I’m probably the only one in Sauberg—including the toddlers—who hasn’t seen the footage of her body being removed from the lake. Which may be why I can’t believe she’s gone. Kind of like I still can’t fully believe I’m blind. If there’s any truth to that stupid expression “see it to believe it,” then what can I believe? I still wake up thinking,
Okay, Emma, now open your eyes
, and then—well, then nothing. I can practice the facts of my accident, just like I can repeat what I know about Claire: she drowned and washed up. But in neither case do the “facts” really help, maybe because facts aren’t exactly facts. They’re just names someone puts on what happened, and then we all repeat them straight into the encyclopedia. What actually happened to Claire? And maybe more importantly,

Maybe we can’t make sense of things like my accident or Claire because there is no sense. Maybe we’re all stunned numb because we thought my eyes were enough karmic tragedy for our whole town. We believed nothing else so terrible could happen again. Lightning twice? Not here. Not to us.

• • •

But actually, getting struck once doesn’t change your odds for getting struck again, and I spent my first day of mainstream tenth grade feeling like a lightning rod. In the Lake Main High School building, where I’ve been waiting to go my whole life, I was lost in a maze of friends I once knew but couldn’t see or understand, waiting to see what might electrocute us next. Most of them were too traumatized about Claire to care about anything else; some were angry that I had ignored them for the entire year since my accident, and others were vicariously curious in the way people get when something awful happens to someone else. It wasn’t exactly the homecoming Logan and I had dreamed of.
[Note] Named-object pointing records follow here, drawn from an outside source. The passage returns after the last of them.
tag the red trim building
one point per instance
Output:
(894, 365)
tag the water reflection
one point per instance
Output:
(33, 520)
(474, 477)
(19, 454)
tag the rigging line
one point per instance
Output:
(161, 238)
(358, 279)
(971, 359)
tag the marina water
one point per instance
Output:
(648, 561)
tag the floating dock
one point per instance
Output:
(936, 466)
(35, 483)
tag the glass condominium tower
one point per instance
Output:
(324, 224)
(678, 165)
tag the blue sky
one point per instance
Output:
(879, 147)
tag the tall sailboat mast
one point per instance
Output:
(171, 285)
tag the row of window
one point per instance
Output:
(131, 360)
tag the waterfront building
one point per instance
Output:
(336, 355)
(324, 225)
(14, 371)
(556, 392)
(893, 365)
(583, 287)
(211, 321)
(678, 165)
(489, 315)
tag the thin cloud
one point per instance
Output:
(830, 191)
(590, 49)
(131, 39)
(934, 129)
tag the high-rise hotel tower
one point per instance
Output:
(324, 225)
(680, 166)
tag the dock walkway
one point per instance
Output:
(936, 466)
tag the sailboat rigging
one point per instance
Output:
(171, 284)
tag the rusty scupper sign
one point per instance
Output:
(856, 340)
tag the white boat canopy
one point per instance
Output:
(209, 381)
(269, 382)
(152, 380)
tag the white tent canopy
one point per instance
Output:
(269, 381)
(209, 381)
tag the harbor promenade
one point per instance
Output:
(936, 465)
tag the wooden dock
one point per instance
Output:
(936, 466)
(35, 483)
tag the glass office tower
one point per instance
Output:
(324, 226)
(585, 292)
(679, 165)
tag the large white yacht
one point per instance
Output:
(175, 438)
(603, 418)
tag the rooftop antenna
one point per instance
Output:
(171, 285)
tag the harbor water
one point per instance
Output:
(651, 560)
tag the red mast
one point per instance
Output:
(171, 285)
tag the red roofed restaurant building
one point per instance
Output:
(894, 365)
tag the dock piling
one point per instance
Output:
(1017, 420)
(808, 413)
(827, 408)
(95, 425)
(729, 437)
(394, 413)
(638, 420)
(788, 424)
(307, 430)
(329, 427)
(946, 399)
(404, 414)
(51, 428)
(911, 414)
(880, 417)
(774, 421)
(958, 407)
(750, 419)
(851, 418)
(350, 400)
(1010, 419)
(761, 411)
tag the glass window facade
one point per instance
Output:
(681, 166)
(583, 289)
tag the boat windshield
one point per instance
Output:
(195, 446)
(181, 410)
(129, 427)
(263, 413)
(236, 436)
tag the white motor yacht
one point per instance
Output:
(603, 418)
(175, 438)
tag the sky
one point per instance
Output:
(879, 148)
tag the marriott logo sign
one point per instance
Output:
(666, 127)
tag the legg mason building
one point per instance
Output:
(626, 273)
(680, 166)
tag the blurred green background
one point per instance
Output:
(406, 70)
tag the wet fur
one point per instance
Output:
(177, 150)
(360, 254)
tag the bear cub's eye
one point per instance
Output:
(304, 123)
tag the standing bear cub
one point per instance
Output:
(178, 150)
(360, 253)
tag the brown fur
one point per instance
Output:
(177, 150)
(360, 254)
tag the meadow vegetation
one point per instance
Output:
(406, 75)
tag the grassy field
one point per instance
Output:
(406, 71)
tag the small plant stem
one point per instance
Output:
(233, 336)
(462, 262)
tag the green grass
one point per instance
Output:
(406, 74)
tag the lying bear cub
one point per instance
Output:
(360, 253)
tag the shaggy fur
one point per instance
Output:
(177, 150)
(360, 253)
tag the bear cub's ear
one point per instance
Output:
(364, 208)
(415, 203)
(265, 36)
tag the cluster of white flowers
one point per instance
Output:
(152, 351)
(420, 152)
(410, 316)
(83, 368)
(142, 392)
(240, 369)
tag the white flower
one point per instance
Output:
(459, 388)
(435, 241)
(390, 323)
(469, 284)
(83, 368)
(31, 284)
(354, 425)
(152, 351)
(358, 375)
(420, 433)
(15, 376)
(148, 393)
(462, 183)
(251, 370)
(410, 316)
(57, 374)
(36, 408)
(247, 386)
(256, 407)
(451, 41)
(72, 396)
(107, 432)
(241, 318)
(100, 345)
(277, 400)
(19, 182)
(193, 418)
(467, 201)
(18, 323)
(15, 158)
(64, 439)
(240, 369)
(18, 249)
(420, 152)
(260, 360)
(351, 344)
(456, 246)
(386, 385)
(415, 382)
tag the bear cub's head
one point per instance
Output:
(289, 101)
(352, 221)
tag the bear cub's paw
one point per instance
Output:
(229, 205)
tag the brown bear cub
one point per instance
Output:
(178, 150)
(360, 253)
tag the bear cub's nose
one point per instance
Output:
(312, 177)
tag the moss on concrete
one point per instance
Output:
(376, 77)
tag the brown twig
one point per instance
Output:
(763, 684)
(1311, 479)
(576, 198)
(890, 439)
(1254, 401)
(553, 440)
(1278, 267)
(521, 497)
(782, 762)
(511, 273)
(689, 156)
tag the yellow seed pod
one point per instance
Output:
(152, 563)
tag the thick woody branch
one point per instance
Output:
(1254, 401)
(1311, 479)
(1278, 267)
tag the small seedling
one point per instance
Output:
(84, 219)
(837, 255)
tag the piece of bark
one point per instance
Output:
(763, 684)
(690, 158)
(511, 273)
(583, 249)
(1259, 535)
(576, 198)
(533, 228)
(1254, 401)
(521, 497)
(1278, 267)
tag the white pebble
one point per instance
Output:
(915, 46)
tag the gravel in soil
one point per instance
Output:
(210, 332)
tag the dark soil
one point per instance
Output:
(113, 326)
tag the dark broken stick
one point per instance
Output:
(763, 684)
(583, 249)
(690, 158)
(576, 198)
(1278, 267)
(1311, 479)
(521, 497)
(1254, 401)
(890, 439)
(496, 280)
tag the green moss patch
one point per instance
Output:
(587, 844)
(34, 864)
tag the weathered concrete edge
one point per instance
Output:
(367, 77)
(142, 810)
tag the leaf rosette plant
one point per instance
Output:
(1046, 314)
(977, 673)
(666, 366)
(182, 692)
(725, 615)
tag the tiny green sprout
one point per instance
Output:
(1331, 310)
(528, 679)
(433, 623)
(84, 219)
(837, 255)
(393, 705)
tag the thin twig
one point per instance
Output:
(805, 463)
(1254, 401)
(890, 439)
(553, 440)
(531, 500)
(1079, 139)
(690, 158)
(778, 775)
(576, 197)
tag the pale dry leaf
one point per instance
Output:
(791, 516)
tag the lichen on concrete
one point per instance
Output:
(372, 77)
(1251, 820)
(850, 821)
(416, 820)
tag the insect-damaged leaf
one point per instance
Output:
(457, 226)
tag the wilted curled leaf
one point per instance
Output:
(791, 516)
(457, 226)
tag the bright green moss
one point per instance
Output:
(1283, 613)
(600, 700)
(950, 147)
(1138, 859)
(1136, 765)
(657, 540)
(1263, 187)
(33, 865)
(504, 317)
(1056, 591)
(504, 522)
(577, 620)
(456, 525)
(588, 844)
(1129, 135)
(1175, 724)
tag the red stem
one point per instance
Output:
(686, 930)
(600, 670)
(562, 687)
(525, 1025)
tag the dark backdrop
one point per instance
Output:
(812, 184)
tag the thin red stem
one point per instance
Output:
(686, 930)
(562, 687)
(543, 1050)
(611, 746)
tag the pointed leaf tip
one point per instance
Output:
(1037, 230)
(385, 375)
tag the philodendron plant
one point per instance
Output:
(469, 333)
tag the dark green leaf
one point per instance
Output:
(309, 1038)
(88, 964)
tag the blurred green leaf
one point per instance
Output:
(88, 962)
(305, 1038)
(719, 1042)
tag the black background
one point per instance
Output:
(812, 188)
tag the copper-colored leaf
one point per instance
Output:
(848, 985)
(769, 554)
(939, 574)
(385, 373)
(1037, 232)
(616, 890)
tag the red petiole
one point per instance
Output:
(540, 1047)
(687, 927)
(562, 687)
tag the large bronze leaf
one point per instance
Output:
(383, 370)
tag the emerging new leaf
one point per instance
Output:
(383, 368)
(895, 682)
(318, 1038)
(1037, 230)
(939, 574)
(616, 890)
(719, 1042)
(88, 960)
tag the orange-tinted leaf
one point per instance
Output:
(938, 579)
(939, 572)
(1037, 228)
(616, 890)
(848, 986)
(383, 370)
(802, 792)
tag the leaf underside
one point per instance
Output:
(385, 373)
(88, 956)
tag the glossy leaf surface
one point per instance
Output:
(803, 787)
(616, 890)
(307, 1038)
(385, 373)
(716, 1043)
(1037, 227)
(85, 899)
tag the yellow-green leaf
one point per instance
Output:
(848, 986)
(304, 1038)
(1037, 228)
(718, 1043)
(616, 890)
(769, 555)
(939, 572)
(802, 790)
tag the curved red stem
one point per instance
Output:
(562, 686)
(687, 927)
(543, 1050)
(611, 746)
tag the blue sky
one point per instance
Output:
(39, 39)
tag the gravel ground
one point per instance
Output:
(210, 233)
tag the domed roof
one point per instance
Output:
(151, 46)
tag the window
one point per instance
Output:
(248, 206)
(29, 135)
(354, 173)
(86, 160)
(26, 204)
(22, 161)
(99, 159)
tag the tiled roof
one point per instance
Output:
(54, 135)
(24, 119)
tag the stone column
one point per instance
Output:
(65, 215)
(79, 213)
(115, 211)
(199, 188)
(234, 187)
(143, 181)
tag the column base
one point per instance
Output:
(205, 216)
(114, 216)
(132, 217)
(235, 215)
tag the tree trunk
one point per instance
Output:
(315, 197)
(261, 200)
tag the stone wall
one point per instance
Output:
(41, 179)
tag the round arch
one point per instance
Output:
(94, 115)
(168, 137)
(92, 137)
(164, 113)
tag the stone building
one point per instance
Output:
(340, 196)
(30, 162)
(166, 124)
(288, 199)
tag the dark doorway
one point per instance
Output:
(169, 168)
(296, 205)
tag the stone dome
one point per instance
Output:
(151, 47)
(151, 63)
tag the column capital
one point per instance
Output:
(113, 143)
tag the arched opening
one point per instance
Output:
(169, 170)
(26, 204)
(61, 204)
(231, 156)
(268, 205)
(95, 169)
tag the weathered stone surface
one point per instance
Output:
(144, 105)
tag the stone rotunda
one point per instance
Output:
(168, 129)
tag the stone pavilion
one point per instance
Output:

Logan tried hard to help. She kept a running commentary as she walked me down halls rushing with gossip I couldn’t quite get. There was so much movement and noise. I was in a barrel, spinning and falling down some huge flood. I tried to push the thoughts of Claire and last year at Briarly back down into my bones, to focus hard on Logan’s voice. “Not a germ on it!” she said, and laughed until she snorted. Adrian Woyzniak must have walked by. I shared a desk with him in second grade, and one time he said, “Hey, Emma, look at this!” And when I looked over, he had unzipped his pants, and there it was, resting on the outside of his corduroy bell-bottoms like a forlorn class pet. I said, “Oh my god, Adrian!” and he responded, “Not a germ on it!” It’s Logan’s favorite thing anyone has ever said. Whenever she hands me anything, usually something to eat, she says, “Not a germ on it.”